In 2012 I published my first book, Phase Shift, the adventures of Molly McBride and Palmer Richardson. Phase Shift was actually the second book I wrote with these characters, the (still) unpublished The Guardian being the first. Since then, I’ve written a number of short stories and novellas with these characters including Aliens’ Waltz–featuring Josef Schliemann; The Nexus–featuring Molly, Palmer, and Josef (both of which have now been published in The Nexus and Other Stories); The Mummy Wore Combat Boots–featuring Palmer and Michael Crestwood; and Throwaway Child–-featuring Molly, Palmer, and Josef, with a nod to Clinton Johns from The Guardian.
This month, I’ve re-issued Throwaway Child and The Mummy Wore Combat Boots. Here’s what the two books are about, both of them reissues of police procedural mystery fictions involving forensic anthropology to solve the case:
A recent report written after a six-year investigation into residential schools for Canadian First Nations people stated that at least 3,201 student deaths occurred in these schools, with many more going unrecorded.
The report goes on to state that “many students who went to residential school never returned. They were lost to their families…No one took care to count how many died or to record where they were buried.”
Prime Minister Justin Trudeau, in a 2016 speech to the Assembly of First Nations Special Chiefs Assembly said, “We know all too well how residential schools and other decisions by governments were used as a deliberate tool to eliminate Indigenous languages and cultures.”
Throwaway Child is the story of one of these children.
The skeleton of a young girl is found beneath the cement basement floor in an abandoned Victorian in Toronto. On duty is Detective Constable Michael Crestwood who contacts forensic anthropologist Dr. Palmer Richardson to assist in the investigation. What they uncover is the story of a six-year-old Cree girl, stolen from her family, warehoused in a government run facility and then forgotten.
In a story with ties to current headlines, Throwaway Child explores the injustice experienced by two girls imprisoned in a mid-twentieth century residential school, their families, and the tragedy that results from one girl’s need to find a home.
The Mummy Wore Combat Boots
The Sandy Hook School shooting, the Colorado movie theatre massacre…was online gaming to blame?
Psychologists believe that engaging in violent virtual gaming desensitizes the player and dehumanizes opponents. When the division between what is real and what is virtual becomes unclear, the results can be catastrophic.
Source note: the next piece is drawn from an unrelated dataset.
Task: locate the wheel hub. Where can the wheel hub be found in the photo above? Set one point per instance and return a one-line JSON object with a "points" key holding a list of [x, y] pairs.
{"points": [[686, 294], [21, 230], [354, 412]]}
When forensic anthropologist Palmer Richardson is called to investigate an uncatalogued sarcophagus found in storage at the Royal Ontario Museum, he has his work cut out for him. Upon investigation, he discovers the mummy inside is that of a teenage boy and involves Detective Constable Michael Crestwood of the Metropolitan Toronto Police.
Their investigation delves into the world of online gaming, where losing health points in a skirmish could have serious implications for a player’s life in the real world.
Inspired by real-life headlines, The Mummy Wore Combat Boots highlights the growing divide between children who live their lives immersed in a digital culture and the adults tasked with raising them who live in the real world.